On Friday January 29 the New York Pro Baseball Scouts Hot Stove League held their 51st annual dinner. Usually this event occurs on a bitterly cold or snowy evening - just the Saturday before the baseball writers dinner was canceled because of Blizzard Jonas.

Happily, the scouts’ shindig this year was held on almost a balmy night. As usual Leonard’s of Great Neck, the well-known Long Island mecca for weddings, bar mitzvahs, and other happy occasions, provided the setting.

A recurring theme in the lively speeches was pride in the New York-area player who can hold his own with the more highly coveted prospects from Texas-California-Florida.

Main speaker J.P.Ricciardi, longtime assistant to the Mets gm Sandy Alderson and a former Blue Jays gm, praised passionately the work and commitment of the Northeast area scout. He lamented the increasing power of the national cross-checker in most organizations.

Yankees scout Matt Hyde, winner of the Bennie Borgmann Good Guy Award, noted a piece of good advice he received early in his career from former Met and Yankee Lee Mazzilli: “Remember that every player has a heartbeat.” (BTW Borgmann was a great basketball player, too, and he is honored at the Basketball Hall of Fame in Springfield, Mass.)

WFAN’s Ed Coleman, winner of the Dick Young award as media Person of the Year,
brought back some great memories of early television when he referenced George Gobel’s self-effacing remark that in the world he felt like brown shoes at a gathering of tuxedos.

Coleman’s modesty was not necessary because in this age of loud-mouthed media screamers his informative and measured work on WFAN is one of the treasures we older folks enjoy hearing.

Columbia’s baseball coach Brett Boretti won the Ralph DiLullo Metro Coach of the Year award for his remarkable run of three straight Ivy League championships.

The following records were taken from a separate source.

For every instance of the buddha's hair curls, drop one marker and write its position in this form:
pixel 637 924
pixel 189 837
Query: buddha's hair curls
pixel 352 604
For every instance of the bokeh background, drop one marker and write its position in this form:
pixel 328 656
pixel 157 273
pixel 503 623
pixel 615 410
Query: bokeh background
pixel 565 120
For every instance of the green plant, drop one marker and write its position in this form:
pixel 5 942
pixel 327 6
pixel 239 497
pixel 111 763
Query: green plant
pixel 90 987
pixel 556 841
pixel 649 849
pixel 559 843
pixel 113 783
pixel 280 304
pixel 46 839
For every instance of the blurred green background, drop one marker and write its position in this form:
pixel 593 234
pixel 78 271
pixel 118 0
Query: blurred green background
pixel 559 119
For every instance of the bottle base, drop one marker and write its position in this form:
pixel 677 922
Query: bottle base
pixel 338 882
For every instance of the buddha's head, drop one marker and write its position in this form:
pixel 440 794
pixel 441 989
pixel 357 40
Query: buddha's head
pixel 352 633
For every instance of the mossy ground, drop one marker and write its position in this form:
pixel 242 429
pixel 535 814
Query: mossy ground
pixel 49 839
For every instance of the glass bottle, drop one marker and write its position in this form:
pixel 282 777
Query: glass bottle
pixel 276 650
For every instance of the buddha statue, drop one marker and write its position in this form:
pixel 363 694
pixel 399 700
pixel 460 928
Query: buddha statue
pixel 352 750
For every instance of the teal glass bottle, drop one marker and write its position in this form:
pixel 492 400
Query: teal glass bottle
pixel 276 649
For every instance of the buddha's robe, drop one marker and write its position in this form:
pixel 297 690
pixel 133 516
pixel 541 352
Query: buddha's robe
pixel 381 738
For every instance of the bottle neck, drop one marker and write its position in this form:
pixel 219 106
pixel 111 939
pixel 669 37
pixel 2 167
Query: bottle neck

In 2015 the Lions won three games in the Miami regional of the NCAA tournament.

Boretti paid tribute to the leadership qualities of his players and his own willingness to hire people smarter than himself.

Mets rookie lefty Steven Matz won the Herb Stein “Star of the Future” award. He was already working out in Florida, but Matz’s father accepted the award gratefully.

Mets’ scout Larry Izzo, who signed Matz, received the night’s biggest ovation as the winner of the Turk Karam Scout of the Year. Izzo assured the audience that as promising as Matz looms on the mound, he’s even a better person.

Izzo quipped that he will forgo his expense account money to help the Mets pay returning outfielder Yoenis Cespedes. He said that in 200 years he then might get paid again.

Turning serious, Izzo said that he considers his biggest thrill when he can help a local player win a scholarship to college.

All in all, the scouts dinner as usual provided a wonderful evening. With February now having begun we can lovingly anticipate the sounds of bat on ball and ball in glove before the year's shortest month is even over.

So now more than ever remember: Take it easy but take it!